Although controversies about the appropriateness of different governance architectures have just begun, there is an emerging consensus among regulators in most jurisdictions that takaful regulations must be more than marginal modifications of governance standards for conventional insurance companies.

 

 

Notes

1 On “exit and voice” as options for the protection of stakeholders' interests, see Hirschmann (1970).

2 As in proprietary insurance, some or all fund management functions may be outsourced to fund management companies.

3 This capital backing typically takes the form of an interest-free (qard) loan facility from the TO to an underwriting fund that is in deficit. Such an arrangement raises issues that are discussed in the text below.

4 The underwriting result (surplus or deficit) needs to be distinguished from the profit or loss on investment activities. Strictly speaking, the underwriting result is shared by the policyholders, as in a conventional mutual, while investment profits may be shared between policyholders and shareholders so as to provide a source of remuneration to the takaful operator. However, it has been accepted that a TO may manage the underwriting as a mudarib, in which case the TO may receive a percentage share of the underwriting surplus. Nonetheless, there may be practical objections to this on the grounds that the TO as mudarib (a) does not share in any underwriting deficit and (b) may be motivated to aim at unnecessarily high underwriting surpluses in order to maximize the TO's remuneration. Please see the discussion of this issue in the text below.

5 The issue of the policyholders' entitlement to a distribution of any underwriting surplus is a controversial one still being debated among the Shari'ah scholars, as highlighted in Chapter 3. A recent view, voiced by some Shari'ah scholars to address the concerns raised by their colleagues on this issue, is to abolish such an entitlement. While this would address such concerns and would not deprive the policyholders of their ownership of the takaful operations, it would make the surplus available for building up reserves and/or reducing future contributions, among others.

6 It is worth noting that the recently promulgated insurance regulations by the Saudi Arabian Monetary Authority, which apply to takaful companies, enable the shareholders to partake in the surplus.

7 Recently, the Shari'ah Advisory Council of IAH Bank Negara Malaysia has ruled that the distribution of surplus from a tabarru' (donation) fund to the policyholders is permissible from a Shari'ah perspective. This fund belongs to the policyholders because it is formed from their contribution, which is paid on the basis of donation.

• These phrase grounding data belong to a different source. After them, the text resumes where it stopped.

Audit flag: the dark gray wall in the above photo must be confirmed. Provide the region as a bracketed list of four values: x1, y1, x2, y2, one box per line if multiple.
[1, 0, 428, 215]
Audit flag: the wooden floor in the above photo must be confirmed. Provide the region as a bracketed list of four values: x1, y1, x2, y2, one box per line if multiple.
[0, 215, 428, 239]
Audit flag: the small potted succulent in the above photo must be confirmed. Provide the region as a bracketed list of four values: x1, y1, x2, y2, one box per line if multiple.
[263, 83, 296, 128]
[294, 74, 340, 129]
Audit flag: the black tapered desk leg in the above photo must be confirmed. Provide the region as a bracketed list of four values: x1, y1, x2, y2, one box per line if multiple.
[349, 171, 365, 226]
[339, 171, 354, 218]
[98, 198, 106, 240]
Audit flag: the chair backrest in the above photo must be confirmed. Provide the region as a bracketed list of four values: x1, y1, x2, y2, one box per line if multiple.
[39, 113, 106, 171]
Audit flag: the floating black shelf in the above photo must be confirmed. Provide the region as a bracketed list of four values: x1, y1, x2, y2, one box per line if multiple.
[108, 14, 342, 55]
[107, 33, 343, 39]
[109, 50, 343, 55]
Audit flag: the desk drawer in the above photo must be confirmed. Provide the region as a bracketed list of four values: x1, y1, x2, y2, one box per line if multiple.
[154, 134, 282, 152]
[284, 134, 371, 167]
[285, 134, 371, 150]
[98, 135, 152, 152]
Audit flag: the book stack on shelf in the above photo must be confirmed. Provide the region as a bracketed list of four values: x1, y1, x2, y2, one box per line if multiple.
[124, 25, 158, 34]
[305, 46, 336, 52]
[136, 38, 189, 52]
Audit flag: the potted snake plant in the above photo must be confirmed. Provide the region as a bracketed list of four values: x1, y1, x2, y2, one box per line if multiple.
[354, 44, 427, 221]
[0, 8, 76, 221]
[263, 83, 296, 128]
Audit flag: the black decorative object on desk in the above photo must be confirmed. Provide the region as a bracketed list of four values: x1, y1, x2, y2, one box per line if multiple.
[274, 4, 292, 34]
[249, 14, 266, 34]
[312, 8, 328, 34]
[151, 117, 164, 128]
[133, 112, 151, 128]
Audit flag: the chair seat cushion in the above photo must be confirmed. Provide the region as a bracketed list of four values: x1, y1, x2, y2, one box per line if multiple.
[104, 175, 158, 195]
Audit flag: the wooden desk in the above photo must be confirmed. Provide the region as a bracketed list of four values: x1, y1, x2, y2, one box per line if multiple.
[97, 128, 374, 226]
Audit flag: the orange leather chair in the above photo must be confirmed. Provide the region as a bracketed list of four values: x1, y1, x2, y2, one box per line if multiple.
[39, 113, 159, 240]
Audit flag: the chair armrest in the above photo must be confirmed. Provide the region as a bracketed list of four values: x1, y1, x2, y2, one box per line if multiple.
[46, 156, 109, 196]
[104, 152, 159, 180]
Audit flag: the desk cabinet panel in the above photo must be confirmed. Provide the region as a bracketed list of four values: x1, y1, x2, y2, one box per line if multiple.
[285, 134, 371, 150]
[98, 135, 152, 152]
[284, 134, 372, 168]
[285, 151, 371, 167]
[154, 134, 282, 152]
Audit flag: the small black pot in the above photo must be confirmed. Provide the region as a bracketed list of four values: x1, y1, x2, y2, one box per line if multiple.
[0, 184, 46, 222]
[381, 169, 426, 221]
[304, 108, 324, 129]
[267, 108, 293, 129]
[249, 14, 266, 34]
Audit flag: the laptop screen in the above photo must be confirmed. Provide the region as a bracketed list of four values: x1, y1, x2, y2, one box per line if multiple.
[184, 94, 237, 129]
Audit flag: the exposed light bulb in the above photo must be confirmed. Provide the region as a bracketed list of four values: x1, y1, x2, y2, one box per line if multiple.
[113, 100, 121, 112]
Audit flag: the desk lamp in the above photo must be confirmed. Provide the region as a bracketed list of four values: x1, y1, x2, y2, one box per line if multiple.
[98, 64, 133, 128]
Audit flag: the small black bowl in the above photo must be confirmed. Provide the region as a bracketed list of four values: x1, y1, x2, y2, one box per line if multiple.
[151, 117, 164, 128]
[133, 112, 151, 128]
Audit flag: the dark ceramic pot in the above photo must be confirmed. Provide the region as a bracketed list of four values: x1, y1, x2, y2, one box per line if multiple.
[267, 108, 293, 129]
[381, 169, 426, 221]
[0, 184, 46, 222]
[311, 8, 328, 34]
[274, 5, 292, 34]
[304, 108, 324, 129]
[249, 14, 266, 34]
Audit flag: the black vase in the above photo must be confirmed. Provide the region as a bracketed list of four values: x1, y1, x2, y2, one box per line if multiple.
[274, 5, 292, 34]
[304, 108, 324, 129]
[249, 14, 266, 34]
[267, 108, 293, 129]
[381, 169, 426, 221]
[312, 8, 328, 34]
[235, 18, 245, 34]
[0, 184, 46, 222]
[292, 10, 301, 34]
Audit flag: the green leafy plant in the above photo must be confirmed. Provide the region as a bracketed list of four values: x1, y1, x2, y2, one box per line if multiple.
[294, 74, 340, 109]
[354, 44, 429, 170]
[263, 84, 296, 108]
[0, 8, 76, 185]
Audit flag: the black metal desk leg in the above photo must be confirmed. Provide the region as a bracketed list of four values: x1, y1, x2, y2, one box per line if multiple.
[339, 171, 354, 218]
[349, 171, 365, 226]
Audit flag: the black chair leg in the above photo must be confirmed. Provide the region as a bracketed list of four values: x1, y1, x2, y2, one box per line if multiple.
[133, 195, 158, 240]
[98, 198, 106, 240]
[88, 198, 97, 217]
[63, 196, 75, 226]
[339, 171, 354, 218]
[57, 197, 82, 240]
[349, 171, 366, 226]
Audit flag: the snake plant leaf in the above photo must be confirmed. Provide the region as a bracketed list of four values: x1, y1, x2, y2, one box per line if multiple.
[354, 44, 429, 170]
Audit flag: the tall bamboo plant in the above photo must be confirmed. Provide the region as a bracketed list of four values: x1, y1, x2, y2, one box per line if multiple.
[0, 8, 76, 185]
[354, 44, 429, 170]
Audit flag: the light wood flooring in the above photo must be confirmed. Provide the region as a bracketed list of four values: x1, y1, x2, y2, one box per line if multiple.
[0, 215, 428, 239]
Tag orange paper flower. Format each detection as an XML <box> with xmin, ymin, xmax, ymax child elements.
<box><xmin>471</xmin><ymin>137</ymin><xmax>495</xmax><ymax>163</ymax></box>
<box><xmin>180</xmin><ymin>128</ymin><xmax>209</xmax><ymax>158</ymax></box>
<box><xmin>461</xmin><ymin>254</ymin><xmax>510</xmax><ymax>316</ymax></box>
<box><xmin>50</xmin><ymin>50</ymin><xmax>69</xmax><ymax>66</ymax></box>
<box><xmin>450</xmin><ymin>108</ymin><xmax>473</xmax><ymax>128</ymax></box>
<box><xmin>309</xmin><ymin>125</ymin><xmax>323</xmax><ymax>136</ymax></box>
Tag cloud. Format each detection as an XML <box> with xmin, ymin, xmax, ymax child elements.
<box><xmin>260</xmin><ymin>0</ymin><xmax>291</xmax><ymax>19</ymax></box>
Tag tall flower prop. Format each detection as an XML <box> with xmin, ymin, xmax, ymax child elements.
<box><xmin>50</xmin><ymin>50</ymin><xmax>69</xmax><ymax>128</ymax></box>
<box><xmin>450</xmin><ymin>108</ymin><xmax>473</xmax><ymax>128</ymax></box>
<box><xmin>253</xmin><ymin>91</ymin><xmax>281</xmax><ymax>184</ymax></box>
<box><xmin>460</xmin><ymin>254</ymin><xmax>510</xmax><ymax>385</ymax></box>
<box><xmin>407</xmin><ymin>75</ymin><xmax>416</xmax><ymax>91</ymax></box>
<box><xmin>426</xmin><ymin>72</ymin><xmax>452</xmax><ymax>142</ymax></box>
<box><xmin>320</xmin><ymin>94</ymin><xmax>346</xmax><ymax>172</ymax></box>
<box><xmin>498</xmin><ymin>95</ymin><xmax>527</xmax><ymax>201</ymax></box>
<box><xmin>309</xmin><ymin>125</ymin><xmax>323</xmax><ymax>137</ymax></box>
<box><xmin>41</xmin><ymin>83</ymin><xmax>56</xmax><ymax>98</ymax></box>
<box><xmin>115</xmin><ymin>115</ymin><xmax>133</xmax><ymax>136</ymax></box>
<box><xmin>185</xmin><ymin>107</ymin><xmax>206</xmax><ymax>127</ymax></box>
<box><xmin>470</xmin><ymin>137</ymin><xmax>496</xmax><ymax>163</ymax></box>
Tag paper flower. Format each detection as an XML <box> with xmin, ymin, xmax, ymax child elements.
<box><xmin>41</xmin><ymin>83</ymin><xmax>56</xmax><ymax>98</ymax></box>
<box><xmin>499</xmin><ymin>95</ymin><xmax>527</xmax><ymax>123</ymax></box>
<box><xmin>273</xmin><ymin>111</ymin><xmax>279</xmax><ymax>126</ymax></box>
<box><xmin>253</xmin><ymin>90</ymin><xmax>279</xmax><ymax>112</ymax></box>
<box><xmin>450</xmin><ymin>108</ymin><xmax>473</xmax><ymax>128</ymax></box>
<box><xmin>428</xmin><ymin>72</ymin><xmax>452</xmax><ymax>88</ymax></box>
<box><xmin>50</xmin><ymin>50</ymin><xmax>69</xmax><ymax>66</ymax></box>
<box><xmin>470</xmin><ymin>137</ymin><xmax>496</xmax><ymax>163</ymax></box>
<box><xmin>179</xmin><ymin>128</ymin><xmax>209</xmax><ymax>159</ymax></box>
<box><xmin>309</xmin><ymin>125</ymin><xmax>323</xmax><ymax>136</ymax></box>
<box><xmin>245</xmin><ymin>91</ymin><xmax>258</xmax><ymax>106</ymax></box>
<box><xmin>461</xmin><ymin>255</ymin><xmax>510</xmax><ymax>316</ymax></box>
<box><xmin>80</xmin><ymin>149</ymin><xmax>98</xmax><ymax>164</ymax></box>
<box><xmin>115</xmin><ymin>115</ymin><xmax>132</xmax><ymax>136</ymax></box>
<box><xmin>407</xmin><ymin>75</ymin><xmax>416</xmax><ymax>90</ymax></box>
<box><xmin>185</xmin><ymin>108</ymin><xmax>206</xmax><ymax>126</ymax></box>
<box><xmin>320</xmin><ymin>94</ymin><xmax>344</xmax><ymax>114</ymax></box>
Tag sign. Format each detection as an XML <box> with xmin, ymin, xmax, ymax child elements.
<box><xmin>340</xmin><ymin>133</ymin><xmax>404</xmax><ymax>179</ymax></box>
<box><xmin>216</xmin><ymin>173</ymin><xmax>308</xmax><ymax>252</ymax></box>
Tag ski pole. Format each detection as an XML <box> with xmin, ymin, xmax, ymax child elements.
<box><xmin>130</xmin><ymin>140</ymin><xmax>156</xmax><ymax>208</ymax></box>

8 Their property rights do not include the right to sell or transfer shares; otherwise, they have the same property, control, and information rights as shareholders.

9 If the relevant underwriting fund has reserves built up from previous surpluses, then a deficit in an individual financial year may be absorbed provided an adequate solvency margin is maintained. Given an adequate solvency margin, there is no underwriting requirement to achieve a surplus. This is an argument against the practice of using a mudarabah contract to remunerate the TO for underwriting management, as it makes the remuneration of the TO depend on the size of the underwriting surplus. Please see the discussion of this issue in the text.

10 The shareholders may also benefit from the PER whereby the management can use the funds in the reserve to beef up the dividends of the shareholders. However, the authors are not aware of any disclosure made by an Islamic bank of such a practice.

11 In Sudan, the term takaful is used for life, health, and other personal types of insurance, while “Islamic cooperative insurance” is used for non-personal types of insurance.